Maybe if you can just try to focus on getting through really small blocks of time and what's working for you in the moment that might feel less overwhelming?

 

I am about to log off for the night but as you've shown such awesome support for others, I wonder what you would say to someone who is going through a similar situation as you? Sometimes this is a much easier way to figure out what we need, as it's often much easier to access our compassion and care for others, as it is to do it for ourselves. Does this make sense?

 

And again thank you for confirming your safe Heart

Re: FML I am screwed.

@Erin-RO TBH nothing makes anything less overwhelming.
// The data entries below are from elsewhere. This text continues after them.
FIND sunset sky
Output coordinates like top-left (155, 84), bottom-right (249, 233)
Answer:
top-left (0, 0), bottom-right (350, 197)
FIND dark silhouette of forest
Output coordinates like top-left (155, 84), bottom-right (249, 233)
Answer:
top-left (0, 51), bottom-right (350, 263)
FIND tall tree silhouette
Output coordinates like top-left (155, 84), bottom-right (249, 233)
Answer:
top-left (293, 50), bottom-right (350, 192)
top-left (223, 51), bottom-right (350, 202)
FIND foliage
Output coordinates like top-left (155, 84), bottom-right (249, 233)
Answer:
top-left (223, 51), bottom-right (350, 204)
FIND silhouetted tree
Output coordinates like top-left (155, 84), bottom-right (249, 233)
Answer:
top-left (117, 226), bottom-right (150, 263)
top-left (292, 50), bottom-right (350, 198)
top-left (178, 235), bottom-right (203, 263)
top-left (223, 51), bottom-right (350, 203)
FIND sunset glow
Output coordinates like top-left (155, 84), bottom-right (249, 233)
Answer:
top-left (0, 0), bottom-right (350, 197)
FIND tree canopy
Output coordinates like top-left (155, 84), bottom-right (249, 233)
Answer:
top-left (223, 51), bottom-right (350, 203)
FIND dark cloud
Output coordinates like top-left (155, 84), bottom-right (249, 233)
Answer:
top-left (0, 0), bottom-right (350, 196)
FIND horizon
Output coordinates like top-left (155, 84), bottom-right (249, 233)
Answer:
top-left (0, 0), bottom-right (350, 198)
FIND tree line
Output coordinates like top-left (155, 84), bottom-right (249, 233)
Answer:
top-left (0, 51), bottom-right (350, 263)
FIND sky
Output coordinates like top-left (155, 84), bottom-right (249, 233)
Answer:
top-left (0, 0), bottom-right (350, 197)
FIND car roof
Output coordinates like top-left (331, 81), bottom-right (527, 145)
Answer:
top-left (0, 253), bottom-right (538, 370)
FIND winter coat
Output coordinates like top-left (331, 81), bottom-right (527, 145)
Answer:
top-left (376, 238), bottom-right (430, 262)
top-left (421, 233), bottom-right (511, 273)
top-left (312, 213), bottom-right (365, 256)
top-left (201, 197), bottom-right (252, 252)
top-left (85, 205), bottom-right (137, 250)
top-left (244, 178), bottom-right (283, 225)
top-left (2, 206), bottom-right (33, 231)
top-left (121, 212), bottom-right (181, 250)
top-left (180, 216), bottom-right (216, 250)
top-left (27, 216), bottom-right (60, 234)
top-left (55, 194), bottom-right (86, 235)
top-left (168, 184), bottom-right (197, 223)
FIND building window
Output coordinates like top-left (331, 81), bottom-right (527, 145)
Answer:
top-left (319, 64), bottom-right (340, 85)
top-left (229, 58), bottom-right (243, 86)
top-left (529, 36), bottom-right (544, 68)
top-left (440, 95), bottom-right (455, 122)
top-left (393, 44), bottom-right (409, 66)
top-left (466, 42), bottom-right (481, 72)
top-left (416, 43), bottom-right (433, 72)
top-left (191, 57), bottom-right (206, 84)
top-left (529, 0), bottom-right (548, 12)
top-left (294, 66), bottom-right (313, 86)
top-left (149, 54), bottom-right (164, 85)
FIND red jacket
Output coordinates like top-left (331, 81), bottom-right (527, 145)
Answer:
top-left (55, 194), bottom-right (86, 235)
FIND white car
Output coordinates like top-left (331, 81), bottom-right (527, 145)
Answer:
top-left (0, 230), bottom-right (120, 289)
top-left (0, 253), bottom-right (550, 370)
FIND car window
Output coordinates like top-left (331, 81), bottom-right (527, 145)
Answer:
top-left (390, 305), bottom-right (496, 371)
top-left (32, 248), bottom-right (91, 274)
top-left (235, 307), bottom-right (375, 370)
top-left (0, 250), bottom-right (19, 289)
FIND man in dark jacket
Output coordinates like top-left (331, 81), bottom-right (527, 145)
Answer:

I feel really weird today at least if I am not eating I won't feel like I have hurt myself as urgently. Still I feel really agitated and just plain weird. I want to scream at everyone and idk my body feels exhausted because of what I have been doing to it the last few months but mentally I feel like I am going to explode. And I am kind of angry well not kind of I am really angry about all the hospital trauma stuff. I also feel really out of control and can't seem to stop myself doing weird things but then also ugh idk how to explain it never mind I am just going to see how long I can make it before I pass out. 

Re: FML I am screwed.

Hi @Eden1717,

 

I can really hear how painful things have been for you Heart We are all thinking of you Heart

 

You mentioned feeling really exhausted and also agitated/angry- I can imagine these must be really exhausting feelings and it makes sense that your body is feeling tired managing these big emotions and experiences.

 

I really want to echo what @someone123 has said, which is that it is great that you feel like you can talk about this and try to put the feelings down into words Heart That is such a brave thing to do Heart How does it feel to put the words down in writing and have a vent space?

 

I have seen the games threads are super active today too if you need a space to chill out Smiley Happy

 

Re: FML I am screwed.

I honestly don't know how I feel or what to do anymore I feel like I am just on auto pilot and trying to scrape through the days I am barely holding on and I feel like I am about to fall. I don't even know how to explain it but what is the point anyway I am screwed if I do and screwed if I don't. Oh well I guess I will just see how long I can go without dying.